それを聞くと、村長は口を開けたまま、しばし呆然とした。
……日頃、温和な笑みを絶やさぬ飄々とした然しもの好々爺であるが、しかし、予想だにしなかった事実を告げられ衝撃を受け、愕然とした面持ちとなったのであった。
「……なんじゃと……。そ、その話……真で、ございまするか……。なんと……なんという事じゃ……。

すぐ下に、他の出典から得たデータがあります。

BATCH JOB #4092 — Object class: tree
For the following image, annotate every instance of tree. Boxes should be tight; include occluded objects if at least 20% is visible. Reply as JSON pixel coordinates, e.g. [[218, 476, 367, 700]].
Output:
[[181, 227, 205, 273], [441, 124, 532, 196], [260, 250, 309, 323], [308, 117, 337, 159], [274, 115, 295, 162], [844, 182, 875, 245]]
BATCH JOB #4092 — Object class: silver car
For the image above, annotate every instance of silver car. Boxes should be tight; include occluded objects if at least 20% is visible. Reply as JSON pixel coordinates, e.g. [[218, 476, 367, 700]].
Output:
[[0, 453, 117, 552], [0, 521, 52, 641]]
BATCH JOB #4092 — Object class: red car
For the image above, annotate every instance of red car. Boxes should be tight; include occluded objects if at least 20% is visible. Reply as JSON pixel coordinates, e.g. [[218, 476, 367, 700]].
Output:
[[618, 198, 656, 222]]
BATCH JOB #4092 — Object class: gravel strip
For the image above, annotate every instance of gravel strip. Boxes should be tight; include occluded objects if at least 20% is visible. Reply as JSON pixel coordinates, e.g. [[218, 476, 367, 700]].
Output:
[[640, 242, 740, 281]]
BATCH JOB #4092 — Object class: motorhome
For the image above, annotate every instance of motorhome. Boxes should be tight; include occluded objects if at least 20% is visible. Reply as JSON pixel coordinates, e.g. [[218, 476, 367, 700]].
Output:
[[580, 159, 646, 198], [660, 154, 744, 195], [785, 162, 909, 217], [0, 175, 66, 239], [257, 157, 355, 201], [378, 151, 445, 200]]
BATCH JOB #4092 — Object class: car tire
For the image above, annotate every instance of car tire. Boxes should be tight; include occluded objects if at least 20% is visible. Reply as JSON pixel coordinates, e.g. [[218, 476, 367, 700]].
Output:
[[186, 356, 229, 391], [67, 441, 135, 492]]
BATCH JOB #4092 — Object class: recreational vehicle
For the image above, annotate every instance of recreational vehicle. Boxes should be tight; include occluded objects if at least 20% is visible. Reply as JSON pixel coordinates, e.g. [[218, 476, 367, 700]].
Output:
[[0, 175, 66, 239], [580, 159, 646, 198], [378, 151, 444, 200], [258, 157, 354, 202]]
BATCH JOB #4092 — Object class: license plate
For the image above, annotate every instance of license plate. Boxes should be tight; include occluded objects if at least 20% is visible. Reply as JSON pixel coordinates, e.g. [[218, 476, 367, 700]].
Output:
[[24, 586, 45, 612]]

音沙汰が無いかと思えば、まさか里が……滅んでおったとは……」
彼は震えた声で呟く。
眉間に皺を寄せ……そして里の在る遥か北へと、目をやるのだった。
この集落には、怪我や病気を治せる者は居ない。
唯一、この村長自身が軽い怪我の手当ての知識を持ってはいるが、だが大怪我ともなれば対処が出来ず、一大事となるであろう。
恐らくそういった、この集落では対応出来ない重篤の処置に関しては、『北の里』の「腕の良い薬師」に頼っていたのだろう。
人口の少ないこうした僻地に於いては、医療技術といった高度な専門知識や技能を持つ者は貴重であり、重宝される。
年波寄る老齢の村長自身も、かの薬師とは古くから旧知の交流を持っていたのかも知れない。
……想いを巡らせるかに、淋しげな眼差しで彼は遠く、北に連なる白い山嶺を見つめる。
居た堪れなくなり、隣の美月は彩花と共に、悲しげに眼を伏せていた。
そんな中ふと、思い出した様に村長が尋ねた。
「……そうじゃ。ならば、手に入れられたという薬は、どこで見つけられたのですか?」
彩花が答える。
「このお薬は、薬師様のお住まいと思わしき家屋内にて見つけたものです。薬の袋には『解毒薬』と書かれておりましたので、恐らくナニガシさんに効き目があるものと思い、勝手ながらも頂戴してきたのです」
……
氷鶴に言われた通り、彩花はそう答えたが……
しかし袋に実際に書かれているのは、やたらとデカデカと大きく、そして象形文字かと見紛う程に下手クソな、「鶴」という文字である。
……それを見ていると、氷鶴の得意顔が目に浮かんでくるようだった。
得心した様に村長が頷いた。
「左様でございましたか。……おっと、立ち話をしているとつい長くなってしまいますな。ささ、お早く薬をナニガシ殿に与えてやってくだされ。あの方もお二方を大変心配され、首を長く長ーくして、お帰りをお待ちしておりますからな」
そう言って、彼はナニガシの待つ家へと促すのだった。